Peavey had 12 starts and a 5.74 ERA, but he also won four of his seven decisions.

Robles, the 6-foot-4 star from Murray, Utah, said his arm is as strong as it’s ever been. He said he spent the fall and winter working on his conditioning—which included a yoga class at OSU that has made him more flexible.

“It feels good and it feels strong,” Robles said of his arm. “All around I’m in better shape than I’ve ever been in, even high school.

“I’ve actually lost some pounds. I’m about 205-206. I used to be about 210.”

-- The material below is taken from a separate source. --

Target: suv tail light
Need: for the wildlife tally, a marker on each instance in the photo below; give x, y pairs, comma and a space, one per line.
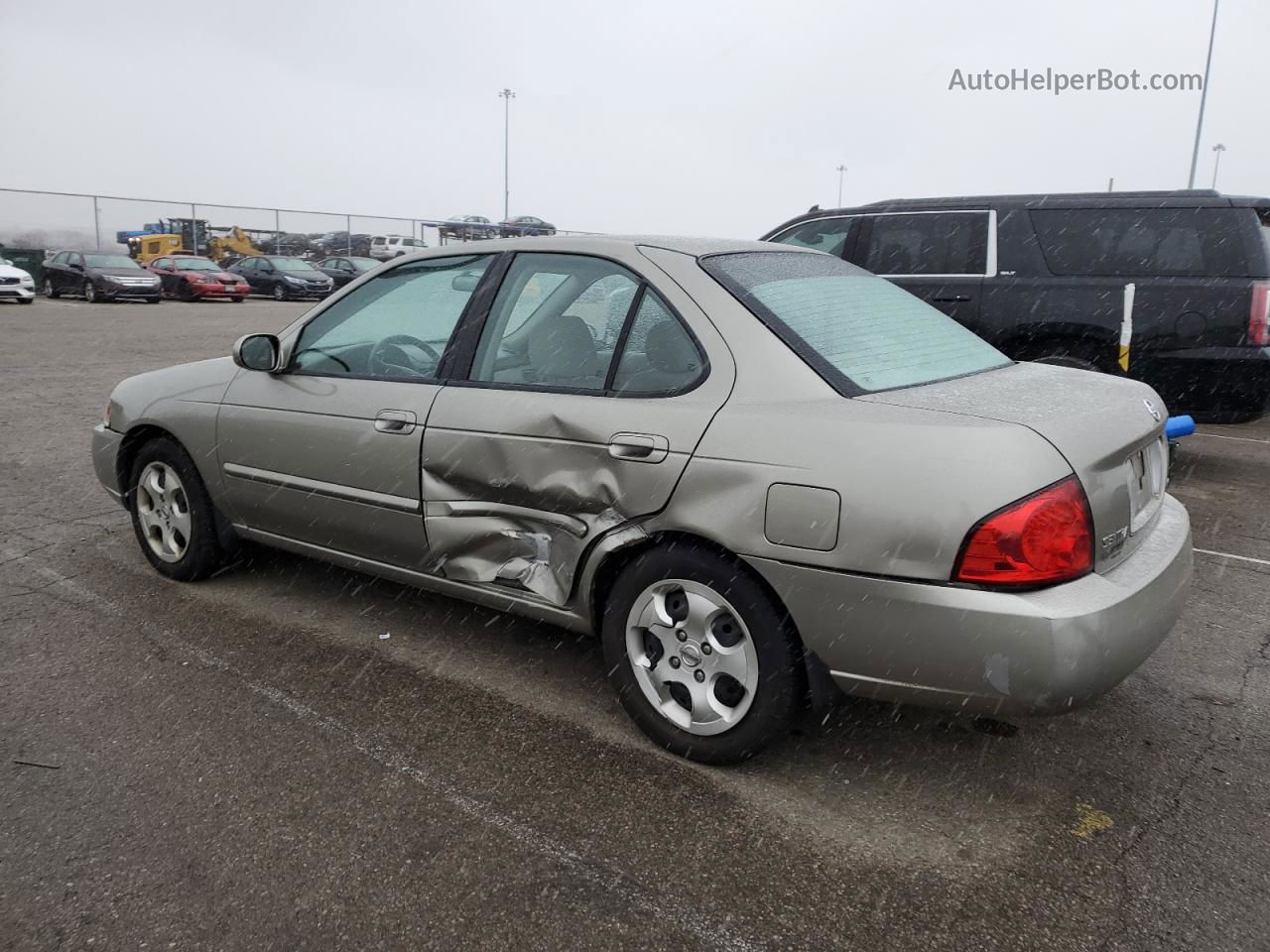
1259, 317
1042, 539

Robles wants in the Beaver rotation, and he doesn’t particularly care where.

“I feel like I want to lead this team and be a big part of it,” he said. “I haven’t been able to so far, and it’s been a big frustration.

“I don’t know if I’m going to start, but I’m going to work that way. I’m available.”

He said he isn’t thinking about the draft at all. Far from it. “I’m not really worried,” he said, “If I do my performance, it will work out for itself. I’d rather win a national championship.”

Growing Up Is Hard To Do

Peavey has concentrated on his conditioning, too. He wants his old starting spot back, too.

“I’ve really trained hard in the offseason,” he said. “We all have. Mainly I just wanted to have stronger legs and a stronger core. That’s what it comes down to.

“I did a lot of running. We run sprints, we run suicides. We’re running one or two miles a day, and at a pretty good pace.”

Peavey, who slipped to the 32nd round as a draft-eligible sophomore last year, feels more mentally ready for this season.

“Mentally, I’ve come a long way. In baseball, once you think you’ve got it, it’s going to kick you right in the butt. It’s just being prepared to accept failure, because it’s going to happen at this level.

“At the same time, you have to be able to minimize it. That’s something I didn’t really learn in high school. At this level you’re going to get kicked in the fanny. It’s how you respond to it.

“These have been huge growing years.”

The way things have changed for Oregon State pitching lately, it would be a good time for Robles and Peavey to start the season fully grown.

Norm Maves Jr. is a freelance writer based in Portland, Ore.